Minerva does not answer. She closes her eyes and strokes Hermione's back.

"Tell me," Hermione whispers into her ear.

There is a war being fought in the body of the woman under her.

"You know you can," Hermione tells her.

And there is, after some few moments of rigid anxiety, a great exhalation of held breath and a relaxation of tension almost liquid, warm and flowing, as Minerva McGonagall softens and spreads beneath her. "I know," Minerva sighs. She moves her hands above her head and wraps long fingers around the rail of a headboard, "Take me," she says.

The sudden, ragged intake of breath shakes Minerva's body like a small earthquake. It seems that Minerva did not know it was coming, nor the brief cloudburst of tears that immediately follows.

Hermione, however, is prepared.

"That's my girl," she says. In the next moment, Minerva's clothing is elsewhere, and Hermione is looking at the full, glorious length of her, her long legs spread against the tartan coverlet, her breasts soft and heavy, falling away from the livid starbursts of scar tissue on her chest. Her throat is exposed, her chin held back, her normally thin lips full and puffy from hard kisses, slightly parted and drawn back from her teeth in a hiss of pleasure at the cool breeze on her suddenly exposed body. Her nipples harden and darken against the milk-white skin.

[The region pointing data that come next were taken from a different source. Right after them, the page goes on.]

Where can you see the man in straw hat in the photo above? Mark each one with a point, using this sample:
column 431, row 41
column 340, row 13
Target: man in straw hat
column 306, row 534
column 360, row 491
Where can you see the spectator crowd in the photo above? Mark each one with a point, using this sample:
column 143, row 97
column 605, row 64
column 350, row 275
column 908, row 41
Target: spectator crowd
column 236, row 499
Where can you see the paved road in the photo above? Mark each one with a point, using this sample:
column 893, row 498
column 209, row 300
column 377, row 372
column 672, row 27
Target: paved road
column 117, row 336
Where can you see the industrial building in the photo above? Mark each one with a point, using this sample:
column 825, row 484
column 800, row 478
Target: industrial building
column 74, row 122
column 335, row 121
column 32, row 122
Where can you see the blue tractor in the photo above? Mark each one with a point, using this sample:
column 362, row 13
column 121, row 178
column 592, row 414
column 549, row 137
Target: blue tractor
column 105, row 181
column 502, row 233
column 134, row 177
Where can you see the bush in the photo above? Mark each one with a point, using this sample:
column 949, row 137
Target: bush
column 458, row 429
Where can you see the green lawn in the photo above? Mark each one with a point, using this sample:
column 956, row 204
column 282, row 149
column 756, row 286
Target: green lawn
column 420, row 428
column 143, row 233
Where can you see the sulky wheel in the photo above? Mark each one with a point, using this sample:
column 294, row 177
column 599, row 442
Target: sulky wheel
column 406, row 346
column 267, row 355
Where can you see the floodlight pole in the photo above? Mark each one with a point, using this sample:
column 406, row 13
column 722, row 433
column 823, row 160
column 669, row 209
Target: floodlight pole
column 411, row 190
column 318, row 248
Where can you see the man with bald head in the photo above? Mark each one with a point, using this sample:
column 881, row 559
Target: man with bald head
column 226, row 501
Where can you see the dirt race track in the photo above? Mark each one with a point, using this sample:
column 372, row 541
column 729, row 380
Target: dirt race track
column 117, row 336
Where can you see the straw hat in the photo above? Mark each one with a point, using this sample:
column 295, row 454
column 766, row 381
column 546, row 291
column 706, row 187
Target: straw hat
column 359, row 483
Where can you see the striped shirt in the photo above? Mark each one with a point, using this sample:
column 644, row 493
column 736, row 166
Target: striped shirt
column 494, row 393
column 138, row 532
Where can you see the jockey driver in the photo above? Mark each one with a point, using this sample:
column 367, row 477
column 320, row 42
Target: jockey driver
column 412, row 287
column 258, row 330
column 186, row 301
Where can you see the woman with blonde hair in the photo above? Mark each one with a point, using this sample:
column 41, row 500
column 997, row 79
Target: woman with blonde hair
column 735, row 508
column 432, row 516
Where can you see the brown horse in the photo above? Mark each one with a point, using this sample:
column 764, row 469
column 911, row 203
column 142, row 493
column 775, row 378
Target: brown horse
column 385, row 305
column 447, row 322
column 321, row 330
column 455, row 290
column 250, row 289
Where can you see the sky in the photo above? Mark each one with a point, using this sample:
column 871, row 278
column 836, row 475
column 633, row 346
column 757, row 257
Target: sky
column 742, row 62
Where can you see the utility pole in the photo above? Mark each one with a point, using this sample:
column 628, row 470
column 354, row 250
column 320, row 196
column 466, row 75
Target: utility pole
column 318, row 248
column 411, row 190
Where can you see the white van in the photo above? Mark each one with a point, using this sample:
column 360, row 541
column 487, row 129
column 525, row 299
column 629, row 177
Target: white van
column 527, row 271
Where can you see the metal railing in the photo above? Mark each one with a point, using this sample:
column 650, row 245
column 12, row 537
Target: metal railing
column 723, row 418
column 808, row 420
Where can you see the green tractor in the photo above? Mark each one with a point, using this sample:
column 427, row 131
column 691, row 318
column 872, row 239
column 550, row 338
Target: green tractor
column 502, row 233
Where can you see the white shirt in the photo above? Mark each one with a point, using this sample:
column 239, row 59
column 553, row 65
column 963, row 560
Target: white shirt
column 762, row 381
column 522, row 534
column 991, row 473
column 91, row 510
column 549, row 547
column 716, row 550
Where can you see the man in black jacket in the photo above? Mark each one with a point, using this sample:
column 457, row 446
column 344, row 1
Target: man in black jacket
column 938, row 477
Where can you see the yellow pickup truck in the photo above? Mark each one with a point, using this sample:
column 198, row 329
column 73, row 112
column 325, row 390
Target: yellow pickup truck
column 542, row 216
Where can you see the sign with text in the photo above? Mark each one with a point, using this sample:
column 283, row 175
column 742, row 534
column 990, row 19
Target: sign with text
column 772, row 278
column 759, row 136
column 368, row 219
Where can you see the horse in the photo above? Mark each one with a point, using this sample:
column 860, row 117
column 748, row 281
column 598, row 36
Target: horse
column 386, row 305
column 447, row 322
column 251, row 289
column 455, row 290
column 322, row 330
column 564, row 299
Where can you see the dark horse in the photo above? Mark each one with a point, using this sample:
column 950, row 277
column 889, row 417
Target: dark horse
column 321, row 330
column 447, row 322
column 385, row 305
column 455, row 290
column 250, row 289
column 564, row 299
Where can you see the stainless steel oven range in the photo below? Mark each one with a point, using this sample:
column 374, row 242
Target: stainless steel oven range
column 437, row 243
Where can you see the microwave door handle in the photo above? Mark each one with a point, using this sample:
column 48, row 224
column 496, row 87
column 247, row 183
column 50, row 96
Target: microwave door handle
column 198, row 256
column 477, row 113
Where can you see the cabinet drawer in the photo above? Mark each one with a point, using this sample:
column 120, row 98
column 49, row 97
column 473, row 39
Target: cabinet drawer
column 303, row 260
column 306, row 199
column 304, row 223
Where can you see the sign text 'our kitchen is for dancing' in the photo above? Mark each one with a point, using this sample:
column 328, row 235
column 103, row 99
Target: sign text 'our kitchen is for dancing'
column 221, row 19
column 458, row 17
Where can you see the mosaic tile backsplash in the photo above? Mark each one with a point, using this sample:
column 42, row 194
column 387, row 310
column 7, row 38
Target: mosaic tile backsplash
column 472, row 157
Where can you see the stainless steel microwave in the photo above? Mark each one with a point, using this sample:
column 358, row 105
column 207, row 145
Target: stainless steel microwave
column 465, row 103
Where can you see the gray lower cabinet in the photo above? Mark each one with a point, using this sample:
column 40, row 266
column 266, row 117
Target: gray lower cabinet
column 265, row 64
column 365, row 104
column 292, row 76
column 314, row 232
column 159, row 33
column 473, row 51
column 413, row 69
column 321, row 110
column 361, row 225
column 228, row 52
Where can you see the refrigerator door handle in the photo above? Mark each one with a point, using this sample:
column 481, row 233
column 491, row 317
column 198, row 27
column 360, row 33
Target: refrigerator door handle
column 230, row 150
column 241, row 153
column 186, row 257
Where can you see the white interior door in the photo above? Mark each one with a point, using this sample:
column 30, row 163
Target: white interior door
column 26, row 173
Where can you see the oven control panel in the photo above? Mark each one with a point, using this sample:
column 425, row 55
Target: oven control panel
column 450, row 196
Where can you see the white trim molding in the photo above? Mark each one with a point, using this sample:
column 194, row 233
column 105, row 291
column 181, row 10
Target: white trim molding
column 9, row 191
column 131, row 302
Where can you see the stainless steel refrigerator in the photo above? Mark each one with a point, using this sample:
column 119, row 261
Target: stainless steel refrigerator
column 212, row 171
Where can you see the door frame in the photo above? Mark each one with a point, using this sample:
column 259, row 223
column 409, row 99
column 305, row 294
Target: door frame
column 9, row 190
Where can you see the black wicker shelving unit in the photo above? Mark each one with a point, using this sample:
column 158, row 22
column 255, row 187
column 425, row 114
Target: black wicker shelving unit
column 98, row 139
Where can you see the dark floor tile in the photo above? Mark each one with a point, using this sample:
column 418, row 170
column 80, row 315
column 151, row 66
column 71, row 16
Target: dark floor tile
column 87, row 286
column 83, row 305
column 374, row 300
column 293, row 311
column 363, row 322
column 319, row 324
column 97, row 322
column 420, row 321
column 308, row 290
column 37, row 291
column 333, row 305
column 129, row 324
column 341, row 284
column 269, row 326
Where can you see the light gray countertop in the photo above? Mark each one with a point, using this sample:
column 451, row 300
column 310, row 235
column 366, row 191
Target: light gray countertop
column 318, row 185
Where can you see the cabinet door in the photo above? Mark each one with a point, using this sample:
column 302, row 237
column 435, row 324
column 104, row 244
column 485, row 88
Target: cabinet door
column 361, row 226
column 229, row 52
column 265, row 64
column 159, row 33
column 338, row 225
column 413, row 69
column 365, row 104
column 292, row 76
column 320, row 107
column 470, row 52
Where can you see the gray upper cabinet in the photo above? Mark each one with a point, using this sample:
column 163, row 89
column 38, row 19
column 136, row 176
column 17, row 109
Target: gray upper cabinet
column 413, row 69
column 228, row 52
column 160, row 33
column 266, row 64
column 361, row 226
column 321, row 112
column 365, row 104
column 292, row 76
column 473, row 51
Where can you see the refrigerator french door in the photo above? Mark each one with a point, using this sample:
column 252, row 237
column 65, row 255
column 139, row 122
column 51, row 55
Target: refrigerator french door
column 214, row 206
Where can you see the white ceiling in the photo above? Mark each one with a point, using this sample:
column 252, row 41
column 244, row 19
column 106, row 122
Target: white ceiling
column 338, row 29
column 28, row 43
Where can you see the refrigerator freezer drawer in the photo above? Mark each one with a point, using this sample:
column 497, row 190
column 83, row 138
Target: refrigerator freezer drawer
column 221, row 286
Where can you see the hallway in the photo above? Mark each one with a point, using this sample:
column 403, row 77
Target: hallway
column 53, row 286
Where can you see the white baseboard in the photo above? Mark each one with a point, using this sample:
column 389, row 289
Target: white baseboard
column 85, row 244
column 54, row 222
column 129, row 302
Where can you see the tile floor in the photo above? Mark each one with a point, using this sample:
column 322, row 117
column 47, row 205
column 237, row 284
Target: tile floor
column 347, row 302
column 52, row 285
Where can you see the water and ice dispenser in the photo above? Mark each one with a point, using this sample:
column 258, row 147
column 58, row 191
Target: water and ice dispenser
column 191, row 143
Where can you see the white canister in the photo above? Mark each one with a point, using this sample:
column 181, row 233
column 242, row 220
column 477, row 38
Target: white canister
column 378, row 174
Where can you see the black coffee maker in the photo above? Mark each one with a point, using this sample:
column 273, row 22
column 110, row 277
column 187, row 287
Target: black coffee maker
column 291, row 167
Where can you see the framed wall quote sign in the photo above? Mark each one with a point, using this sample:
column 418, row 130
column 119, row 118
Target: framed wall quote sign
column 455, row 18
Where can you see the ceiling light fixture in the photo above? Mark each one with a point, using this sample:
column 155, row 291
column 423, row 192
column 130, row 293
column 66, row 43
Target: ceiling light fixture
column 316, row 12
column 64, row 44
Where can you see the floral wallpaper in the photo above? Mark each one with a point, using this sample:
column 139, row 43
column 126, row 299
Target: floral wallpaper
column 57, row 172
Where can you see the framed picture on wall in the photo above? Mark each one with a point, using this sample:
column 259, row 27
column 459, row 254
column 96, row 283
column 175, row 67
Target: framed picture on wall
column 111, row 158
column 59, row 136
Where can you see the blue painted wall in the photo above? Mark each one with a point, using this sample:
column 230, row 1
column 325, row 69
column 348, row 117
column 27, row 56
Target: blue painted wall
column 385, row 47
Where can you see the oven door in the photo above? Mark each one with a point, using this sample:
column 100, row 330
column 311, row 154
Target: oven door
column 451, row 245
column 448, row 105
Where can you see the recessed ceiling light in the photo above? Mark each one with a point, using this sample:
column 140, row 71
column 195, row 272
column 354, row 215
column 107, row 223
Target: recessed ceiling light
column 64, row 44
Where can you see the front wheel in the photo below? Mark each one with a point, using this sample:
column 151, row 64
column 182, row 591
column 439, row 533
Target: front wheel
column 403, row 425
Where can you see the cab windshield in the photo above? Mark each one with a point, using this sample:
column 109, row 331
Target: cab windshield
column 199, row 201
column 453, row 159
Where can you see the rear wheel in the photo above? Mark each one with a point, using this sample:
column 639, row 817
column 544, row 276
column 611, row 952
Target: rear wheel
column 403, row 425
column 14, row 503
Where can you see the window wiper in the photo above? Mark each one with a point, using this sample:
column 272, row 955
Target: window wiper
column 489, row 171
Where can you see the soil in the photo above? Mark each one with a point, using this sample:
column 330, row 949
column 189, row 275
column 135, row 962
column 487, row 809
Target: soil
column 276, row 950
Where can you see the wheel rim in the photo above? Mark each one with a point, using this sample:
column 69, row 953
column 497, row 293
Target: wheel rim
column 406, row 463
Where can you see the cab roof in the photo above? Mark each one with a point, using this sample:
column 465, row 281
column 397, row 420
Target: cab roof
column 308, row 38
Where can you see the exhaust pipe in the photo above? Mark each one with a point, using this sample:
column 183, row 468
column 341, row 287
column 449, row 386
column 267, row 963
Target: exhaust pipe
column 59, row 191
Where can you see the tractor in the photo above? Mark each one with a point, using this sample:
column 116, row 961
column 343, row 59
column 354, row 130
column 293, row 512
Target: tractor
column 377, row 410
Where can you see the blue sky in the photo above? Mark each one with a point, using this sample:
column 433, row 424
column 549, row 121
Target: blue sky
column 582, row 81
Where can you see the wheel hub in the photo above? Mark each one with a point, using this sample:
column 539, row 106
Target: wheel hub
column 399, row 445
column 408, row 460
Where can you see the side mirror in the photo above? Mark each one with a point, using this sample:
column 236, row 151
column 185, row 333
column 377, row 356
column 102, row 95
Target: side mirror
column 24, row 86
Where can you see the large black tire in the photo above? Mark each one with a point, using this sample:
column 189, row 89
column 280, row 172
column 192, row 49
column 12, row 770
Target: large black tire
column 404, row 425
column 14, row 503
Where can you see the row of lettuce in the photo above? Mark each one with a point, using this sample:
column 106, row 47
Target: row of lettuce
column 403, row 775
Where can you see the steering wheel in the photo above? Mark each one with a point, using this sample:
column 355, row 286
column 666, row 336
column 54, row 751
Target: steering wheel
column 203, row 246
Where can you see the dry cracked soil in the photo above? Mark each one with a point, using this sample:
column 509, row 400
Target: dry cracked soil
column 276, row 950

It is the most beautiful sight Hermione has ever seen. It always is, somehow, every time. She lets Minerva live in this moment long enough to feel it in her bones, stretched naked beneath her, utterly surrendered, safe, giving herself away.


It ends, as these things almost always do, far from where they thought it would.

Minerva comes keening, muscles clamped hard around Hermione's four fingers, clutched close, mouth full of softly swollen nipple. There is much holding, then, and rocking, followed by a washup, then a cup of tea and some Battenberg cake. And when Minerva feels herself all put to rights, she lights a fire in the little stove at the corner of the room, spreads Hermione out on the bed, and worships her sex with mouth and tongue and lips and teeth through an orgasm that draws itself out over so many successive crests that Hermione finally declares she never wants to see another orgasm as long as she lives and is there any good stew to be had in this wretched heap of stones.

Neither one knows what will happen next, but they've enough to be getting on with.